1. A method for improving the accuracy of mass spectrometry alignment of antibody CDR3 peptide, the method comprising: 1) Mass spectrometry analysis was performed on the sample containing the antibody CDR3 peptide to obtain a primary spectrum. Candidate sequences of the CDR3 peptide were obtained from the database by comparison with the database. These candidate sequences have extremely similar molecular weights to the CDR3 peptide (i.e., the molecular weight error is within the tolerance range, typically ±1.5 parts per million, 3 parts per million, or 4.5 parts per million, etc.). 2) Obtain the secondary spectrum (i.e. fragment spectrum) of the sample and compare it with the theoretical secondary spectrum of the candidate sequence, and select the sequence from the candidate sequence whose N-terminal ion spectrum of the secondary spectrum matches the N-terminal ion spectrum of the sample's secondary spectrum.

2. The method according to claim 1, wherein the method further comprises: In cases where secondary spectrum identification is difficult, the tolerance of the primary spectrum in step 1) is reduced.

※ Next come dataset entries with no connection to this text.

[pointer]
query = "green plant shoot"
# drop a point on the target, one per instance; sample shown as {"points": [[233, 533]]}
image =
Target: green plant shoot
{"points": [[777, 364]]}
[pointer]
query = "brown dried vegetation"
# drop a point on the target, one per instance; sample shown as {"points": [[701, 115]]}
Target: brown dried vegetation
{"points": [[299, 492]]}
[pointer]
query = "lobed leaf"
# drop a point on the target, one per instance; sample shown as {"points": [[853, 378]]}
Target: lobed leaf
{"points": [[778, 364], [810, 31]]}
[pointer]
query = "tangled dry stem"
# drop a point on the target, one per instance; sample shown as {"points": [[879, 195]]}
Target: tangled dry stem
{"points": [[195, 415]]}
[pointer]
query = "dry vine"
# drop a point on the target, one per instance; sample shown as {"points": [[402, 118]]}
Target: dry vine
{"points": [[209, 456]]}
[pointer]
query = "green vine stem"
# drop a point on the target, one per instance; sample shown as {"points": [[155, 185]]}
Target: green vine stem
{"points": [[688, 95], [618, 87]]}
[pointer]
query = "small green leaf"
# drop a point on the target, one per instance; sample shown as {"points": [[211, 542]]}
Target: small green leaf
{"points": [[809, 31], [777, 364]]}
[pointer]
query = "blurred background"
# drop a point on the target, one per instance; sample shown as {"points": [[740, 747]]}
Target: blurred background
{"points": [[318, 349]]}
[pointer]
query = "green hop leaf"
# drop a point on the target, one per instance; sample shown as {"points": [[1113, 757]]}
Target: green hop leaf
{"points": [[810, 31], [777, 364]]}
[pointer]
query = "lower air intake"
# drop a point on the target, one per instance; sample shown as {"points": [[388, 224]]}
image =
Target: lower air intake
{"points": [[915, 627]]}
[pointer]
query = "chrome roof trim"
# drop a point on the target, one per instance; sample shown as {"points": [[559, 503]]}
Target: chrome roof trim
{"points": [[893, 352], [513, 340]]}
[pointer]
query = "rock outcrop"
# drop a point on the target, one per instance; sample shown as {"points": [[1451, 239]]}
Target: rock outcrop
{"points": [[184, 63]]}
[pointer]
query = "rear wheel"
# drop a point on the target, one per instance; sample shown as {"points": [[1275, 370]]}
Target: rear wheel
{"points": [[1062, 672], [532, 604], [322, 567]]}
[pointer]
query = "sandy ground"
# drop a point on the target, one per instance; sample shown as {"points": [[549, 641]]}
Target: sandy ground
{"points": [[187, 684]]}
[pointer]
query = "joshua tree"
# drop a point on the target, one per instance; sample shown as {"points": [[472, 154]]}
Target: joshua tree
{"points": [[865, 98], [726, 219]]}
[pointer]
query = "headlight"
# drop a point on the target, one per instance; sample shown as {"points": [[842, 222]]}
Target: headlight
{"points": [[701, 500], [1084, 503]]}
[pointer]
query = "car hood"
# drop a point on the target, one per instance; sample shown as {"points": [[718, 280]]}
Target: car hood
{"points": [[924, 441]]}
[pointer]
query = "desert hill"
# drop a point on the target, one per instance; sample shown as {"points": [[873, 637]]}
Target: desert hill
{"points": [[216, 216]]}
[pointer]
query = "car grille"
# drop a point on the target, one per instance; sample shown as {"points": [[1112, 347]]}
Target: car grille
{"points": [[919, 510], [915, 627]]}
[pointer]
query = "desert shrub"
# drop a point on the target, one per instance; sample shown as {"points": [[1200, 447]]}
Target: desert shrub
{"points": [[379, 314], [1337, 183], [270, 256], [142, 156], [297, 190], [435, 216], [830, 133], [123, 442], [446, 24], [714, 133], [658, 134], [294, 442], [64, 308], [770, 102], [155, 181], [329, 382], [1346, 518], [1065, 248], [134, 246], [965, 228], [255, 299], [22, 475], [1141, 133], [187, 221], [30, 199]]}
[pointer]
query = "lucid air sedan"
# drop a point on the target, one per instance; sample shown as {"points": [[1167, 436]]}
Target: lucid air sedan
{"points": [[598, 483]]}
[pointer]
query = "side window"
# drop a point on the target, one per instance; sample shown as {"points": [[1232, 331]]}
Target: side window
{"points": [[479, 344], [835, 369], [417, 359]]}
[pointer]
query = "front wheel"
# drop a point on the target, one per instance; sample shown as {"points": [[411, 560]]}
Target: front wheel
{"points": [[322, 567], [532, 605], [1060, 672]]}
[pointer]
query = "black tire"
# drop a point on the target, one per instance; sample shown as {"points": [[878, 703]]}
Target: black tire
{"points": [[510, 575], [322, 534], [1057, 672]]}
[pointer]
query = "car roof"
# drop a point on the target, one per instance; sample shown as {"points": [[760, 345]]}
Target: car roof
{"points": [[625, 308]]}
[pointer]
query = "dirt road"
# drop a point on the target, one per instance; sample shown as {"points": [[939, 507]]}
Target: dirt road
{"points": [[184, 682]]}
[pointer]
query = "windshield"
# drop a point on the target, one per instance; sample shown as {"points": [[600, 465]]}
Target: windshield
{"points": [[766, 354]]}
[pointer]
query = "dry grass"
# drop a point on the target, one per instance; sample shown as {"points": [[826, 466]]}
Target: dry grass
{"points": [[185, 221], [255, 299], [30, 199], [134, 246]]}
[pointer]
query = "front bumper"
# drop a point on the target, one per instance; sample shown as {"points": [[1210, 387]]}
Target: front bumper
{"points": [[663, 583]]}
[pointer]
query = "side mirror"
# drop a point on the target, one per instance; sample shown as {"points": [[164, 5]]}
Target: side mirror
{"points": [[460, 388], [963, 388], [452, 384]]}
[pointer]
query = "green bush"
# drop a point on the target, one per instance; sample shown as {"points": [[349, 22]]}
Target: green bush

3. The method according to claim 1 or 2, wherein the sample is subjected to enzymatic digestion before step 1).

4. The method according to claim 3, wherein an enzymatic digestion is performed using a protease, such as trypsin, chymotrypsin, intracellular protease Asp-N, or endonuclease Glu-C.

5. The method according to any one of claims 1 to 4, wherein the sample comprises one or more antibody molecules, such as serum and plasma.

6. The method according to any one of claims 1 to 5, wherein the method further comprises: The antibody CDR3 peptide is chemically modified at its N-terminus. This N-terminal chemical modification can enhance the charge of the N-terminal ion fragments after fragmentation, thereby enhancing their N-terminal ion spectrum signal.

7. The method according to claim 6, wherein a molecule that enhances ionic charge and has N-terminal modification activity of the peptide, such as ox1a, is used to chemically modify the N-terminus of the antibody CDR3 peptide.

8. The application of the method according to any one of claims 1 to 7 in mass spectrometry-based proteomics detection, wherein the protein detected in the proteomics is an antibody.

9. A mass spectrometry-based proteomics detection method, wherein the protein detected in the proteomics is an antibody, the method being characterized by comprising: In secondary spectrum comparison, the ion spectra of the hypervariable regions of CDR3, CDR1, or CDR2, or combinations thereof, are used as one of the screening criteria.